Welcome back to my Home Movies! This week, we return to the Planet of the Apes! Yes, hitting shelves today is Kingdom of the Planet of the Apes. There’s also two separate Albert Brooks films joining the Criterion Collection. What other movies are being released or re-released? Read on to find out…
Joey’s Top Pick
Kingdom of the Planet of the Apes
This franchise has never blown me away, but it’s hard to argue that Kingdom of the Planet of the Apes doesn’t have the series in a strong new place. If it’s the start of a new trilogy, or whatever they wind up doing, I’m more than happy to give it a real chance. My review here on the site began like so:
Here’s the thing. I appreciate what all of the modern installments of the Planet of the Apes franchise has been doing. I think this reboot series, consisting previously of the trilogy that is Rise of the Planet of the Apes, Dawn of the Planet of the Apes, and War for the Planet of the Apes is rock solid. At the same time, I’ve never loved the films like everyone else seems to. There’s just some kind of disconnect when it comes to this series. So, when I say that Kingdom of the Planet of the Apes is pretty good and I largely enjoyed it, you can take that as a run of the mill recommendation, or a sign that the property might be growing on me. The choice is yours.
Kingdom of the Planet of the Apes runs about thirty minutes too long, but has an impressively consistent tone, full of intensity and strong visuals. Whether you look at it as the fourth film in this timeline, the first of a new one, or whatever the case, it does manage to largely satisfy.
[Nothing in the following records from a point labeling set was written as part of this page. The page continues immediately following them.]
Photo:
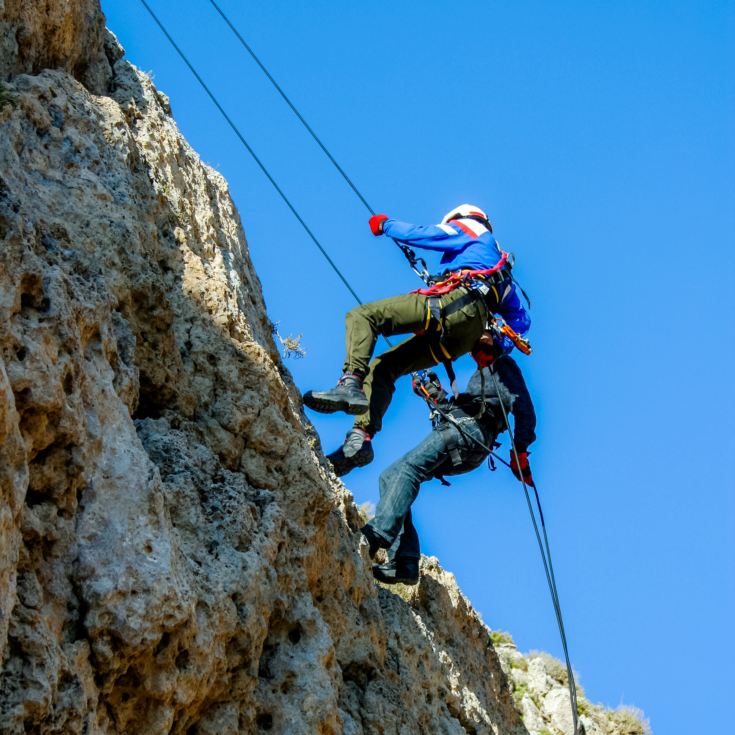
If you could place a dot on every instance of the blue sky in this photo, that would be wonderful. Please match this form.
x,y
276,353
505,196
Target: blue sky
x,y
599,137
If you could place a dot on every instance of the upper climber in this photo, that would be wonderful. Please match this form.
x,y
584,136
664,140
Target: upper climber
x,y
445,322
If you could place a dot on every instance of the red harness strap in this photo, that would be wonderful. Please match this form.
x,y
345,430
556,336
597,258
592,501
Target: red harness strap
x,y
458,278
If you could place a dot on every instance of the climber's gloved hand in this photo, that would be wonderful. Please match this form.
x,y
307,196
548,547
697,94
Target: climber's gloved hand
x,y
521,468
376,223
427,385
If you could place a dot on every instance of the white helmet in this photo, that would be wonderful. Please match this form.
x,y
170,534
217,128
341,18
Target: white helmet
x,y
466,210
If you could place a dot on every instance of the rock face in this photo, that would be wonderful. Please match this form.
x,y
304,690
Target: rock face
x,y
175,555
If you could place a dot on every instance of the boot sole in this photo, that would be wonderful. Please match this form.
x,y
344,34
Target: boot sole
x,y
409,581
322,405
344,464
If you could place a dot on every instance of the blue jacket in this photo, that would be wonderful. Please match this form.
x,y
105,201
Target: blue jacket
x,y
465,243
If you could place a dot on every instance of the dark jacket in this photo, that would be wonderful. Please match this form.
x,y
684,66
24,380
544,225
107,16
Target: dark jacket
x,y
511,390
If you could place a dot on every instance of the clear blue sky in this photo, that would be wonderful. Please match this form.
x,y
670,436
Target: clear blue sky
x,y
599,136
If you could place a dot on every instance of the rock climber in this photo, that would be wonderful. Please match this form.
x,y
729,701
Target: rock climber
x,y
452,448
446,320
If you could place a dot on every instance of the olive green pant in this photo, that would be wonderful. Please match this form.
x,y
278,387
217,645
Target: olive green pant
x,y
402,315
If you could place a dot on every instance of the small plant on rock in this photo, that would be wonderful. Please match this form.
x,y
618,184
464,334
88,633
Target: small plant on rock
x,y
501,638
6,97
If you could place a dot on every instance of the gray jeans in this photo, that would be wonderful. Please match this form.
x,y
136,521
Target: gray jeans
x,y
444,452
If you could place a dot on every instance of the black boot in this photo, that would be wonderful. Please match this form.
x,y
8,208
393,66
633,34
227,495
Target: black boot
x,y
347,396
357,451
375,540
398,571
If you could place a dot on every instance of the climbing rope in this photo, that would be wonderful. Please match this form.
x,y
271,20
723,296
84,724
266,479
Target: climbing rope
x,y
546,557
418,265
544,546
250,150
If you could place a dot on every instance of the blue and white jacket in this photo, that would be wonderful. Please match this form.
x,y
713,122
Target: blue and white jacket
x,y
465,243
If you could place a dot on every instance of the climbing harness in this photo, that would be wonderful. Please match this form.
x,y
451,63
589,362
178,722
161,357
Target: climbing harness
x,y
544,546
469,278
418,265
505,329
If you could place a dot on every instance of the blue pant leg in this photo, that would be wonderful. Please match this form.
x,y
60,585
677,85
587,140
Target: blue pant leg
x,y
406,545
399,484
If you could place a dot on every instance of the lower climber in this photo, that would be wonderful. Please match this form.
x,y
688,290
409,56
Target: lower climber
x,y
452,448
445,323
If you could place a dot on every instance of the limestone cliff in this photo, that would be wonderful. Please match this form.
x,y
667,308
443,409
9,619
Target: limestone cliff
x,y
175,555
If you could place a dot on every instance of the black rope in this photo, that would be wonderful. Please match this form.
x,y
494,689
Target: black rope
x,y
545,552
295,111
249,149
546,557
418,265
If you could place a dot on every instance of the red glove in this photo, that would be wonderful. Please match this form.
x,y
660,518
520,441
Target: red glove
x,y
376,223
524,471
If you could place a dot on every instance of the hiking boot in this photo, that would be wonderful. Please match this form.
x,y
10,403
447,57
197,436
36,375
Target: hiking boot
x,y
357,451
398,571
347,396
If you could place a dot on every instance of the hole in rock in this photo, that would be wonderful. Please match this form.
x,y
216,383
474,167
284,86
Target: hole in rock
x,y
264,721
182,660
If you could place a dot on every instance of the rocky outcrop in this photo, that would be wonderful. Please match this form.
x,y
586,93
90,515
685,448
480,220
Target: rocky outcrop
x,y
175,555
540,688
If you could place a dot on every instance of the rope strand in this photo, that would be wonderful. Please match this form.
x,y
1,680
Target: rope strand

The technology on display continues to evolve, and with it, the storytelling capabilities contained within.
Also Available This Week
Drive (4K)
The Garfield Movie
Mammals (TV)
Resident Alien: Season Three (TV)
Ride
Star Trek: Discovery – The Final Season (TV)
Succession: The Complete Series (TV)
Sudden Death (4K)
Watchmen: Chapter 1
The Watchers
What You Wish For
Criterion Corner
Mother
From The Criterion Collection: “Reeling after his second divorce and struggling with writer’s block, sci-fi novelist John Henderson (Albert Brooks) resolves to figure out where his life went wrong, and hits on an unorthodox solution: moving back in with his relentlessly disapproving, cheerfully passive-aggressive mother (Debbie Reynolds), whose favorite son has always been John’s younger brother, Jeff (Rob Morrow). It’s an experiment that, however harebrained, delivers surprising results. Brooks’s film perfectly blends the writer-director-star’s biting wit with insight and inviting warmth, while giving him a formidable foil in the delightful Reynolds, triumphant in a comeback role that’s equal parts caustic and charming.”
–
Real Life
From The Criterion Collection: “Decades before reality television reigned supreme, there was Albert Brooks’s debut feature, Real Life, a brilliantly deadpan, stylistically innovative satire about the perils and pitfalls of trying to capture the truth on film. The writer-director plays “Albert Brooks,” a narcissistic Hollywood filmmaker who plans to spend the year in Phoenix embedded with Warren and Jeanette Yeager (Charles Grodin and Frances Lee McCain) and their two children, deploying an arsenal of cutting-edge equipment (including the over-the-head Ettinauer 226XL camera) to capture an American family’s ordinary day-to-day. Chronicling the project’s disastrous fallout, as the meddlesome Albert can’t help getting too close to his subjects, this pioneering mockumentary is more relevant than ever amid today’s media landscape.”